Back at Katif, I find out there was a military operation in Gaza today. An Apache helicopter attacked a caravan, killing militant Hamas member Eilal al-Ghoul. It’s two in the morning. At three, the soldiers return from their mission with dusty fatigues and messy hair. They say they were responding to mortar fire and shot at the perpetrators; they were not aware that one of the men in the car topped the Israeli most-wanted list. The men-boys go off to shower and get some sleep. Only hours after the attack, the Jewish media are already broadcasting the message from Hamas calling for infidel blood.

I spend the morning with Debbie, public-relations director for the settlements in Gaza. She’s showing me around the tip of Gush Katif when three mortar shells land on the small settlement of Kfar Darom, five minutes away. Debbie becomes agitated. She wants to show me the hot-house tomatoes and the cows, but they will have to wait. We’re going to Kfar Darom.

Fewer than three hundred people live in Kfar Darom. Like the settlement in Hebron, it is unsustainable in the long term: too small and surrounded by an angry Arab population.

A tank stands in the road between the two settlements and will not let us pass. Debbie makes a flurry of phone calls while we are stuck. There are three phones in the car, all ringing. Reporters are calling Debbie for the story while we sit on the pavement, unable to see anything. This is how the news gets reported.

Debbie gets word from the camp: a bomb fell on a house. The soldiers say there is also a shooter. An armored vehicle takes off into the field. As the shooting gets closer, we are herded behind the military base.
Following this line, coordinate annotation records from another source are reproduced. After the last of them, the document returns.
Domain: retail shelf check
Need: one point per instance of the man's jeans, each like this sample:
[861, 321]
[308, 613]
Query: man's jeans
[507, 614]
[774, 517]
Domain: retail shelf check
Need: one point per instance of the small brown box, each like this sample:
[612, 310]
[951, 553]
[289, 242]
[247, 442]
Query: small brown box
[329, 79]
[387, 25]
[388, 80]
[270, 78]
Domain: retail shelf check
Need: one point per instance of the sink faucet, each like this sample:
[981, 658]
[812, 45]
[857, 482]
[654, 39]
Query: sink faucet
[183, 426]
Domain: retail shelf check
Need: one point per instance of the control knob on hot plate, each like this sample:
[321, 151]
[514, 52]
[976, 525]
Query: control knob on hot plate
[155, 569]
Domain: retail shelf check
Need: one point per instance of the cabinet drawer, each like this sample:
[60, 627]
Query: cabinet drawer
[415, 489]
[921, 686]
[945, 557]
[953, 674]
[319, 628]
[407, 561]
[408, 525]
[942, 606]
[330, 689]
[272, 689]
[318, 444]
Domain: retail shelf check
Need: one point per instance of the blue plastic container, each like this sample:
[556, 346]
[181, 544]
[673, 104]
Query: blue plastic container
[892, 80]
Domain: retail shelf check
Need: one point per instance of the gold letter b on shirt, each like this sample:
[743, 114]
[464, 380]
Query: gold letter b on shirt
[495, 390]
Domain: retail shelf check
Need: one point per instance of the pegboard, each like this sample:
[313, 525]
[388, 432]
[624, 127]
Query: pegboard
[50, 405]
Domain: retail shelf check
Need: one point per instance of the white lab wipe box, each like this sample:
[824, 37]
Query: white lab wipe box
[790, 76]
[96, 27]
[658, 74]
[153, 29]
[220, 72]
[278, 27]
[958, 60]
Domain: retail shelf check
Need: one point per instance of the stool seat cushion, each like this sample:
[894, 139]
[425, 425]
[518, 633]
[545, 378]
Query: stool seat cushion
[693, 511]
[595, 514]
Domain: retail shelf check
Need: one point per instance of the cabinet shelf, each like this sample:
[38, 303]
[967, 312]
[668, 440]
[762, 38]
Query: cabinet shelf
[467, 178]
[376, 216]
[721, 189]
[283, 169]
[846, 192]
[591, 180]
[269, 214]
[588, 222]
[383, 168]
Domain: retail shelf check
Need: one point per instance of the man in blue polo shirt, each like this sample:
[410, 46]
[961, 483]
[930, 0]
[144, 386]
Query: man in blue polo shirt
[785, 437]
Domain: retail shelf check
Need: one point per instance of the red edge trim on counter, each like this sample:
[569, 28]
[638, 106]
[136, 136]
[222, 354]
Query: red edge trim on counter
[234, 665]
From behind a steel drum, I can see the shooting in an open field. I see a bullet kick up the red dust near the tank wheels. Then we are pushed out into the open. The soldiers are screaming. We sit with three ambulances, waiting for the outcome. Word from Kfar Darom is that no one was hurt.

Twenty minutes later, the roadblock is lifted, and we speed toward the settlement.

The mortar shell crashed through the roof of the single-family house, ripping a hole the size of three basketballs in the tiles, the cement, the paneling. The floor is covered in rocks and water from a busted pipe. The mother stands with her baby below the hole in the ceiling. The baby’s lips are covered in formula, and she plays absently with a spoon.

The TV crews arrive en masse. We step around the puddles in our sandals. The mother wipes the baby’s mouth. The father offers to run an electrical cord for the cameraman. Outside, shooting breaks out again — rat-tat-tat — but nobody seems much concerned.

Debbie tells me that all eight children were with a neighbor at the time, except for the baby. The mother and baby were five feet away on the other side of the wall, doing laundry. The father reads a prayer. Rat-tat-tat. Amen.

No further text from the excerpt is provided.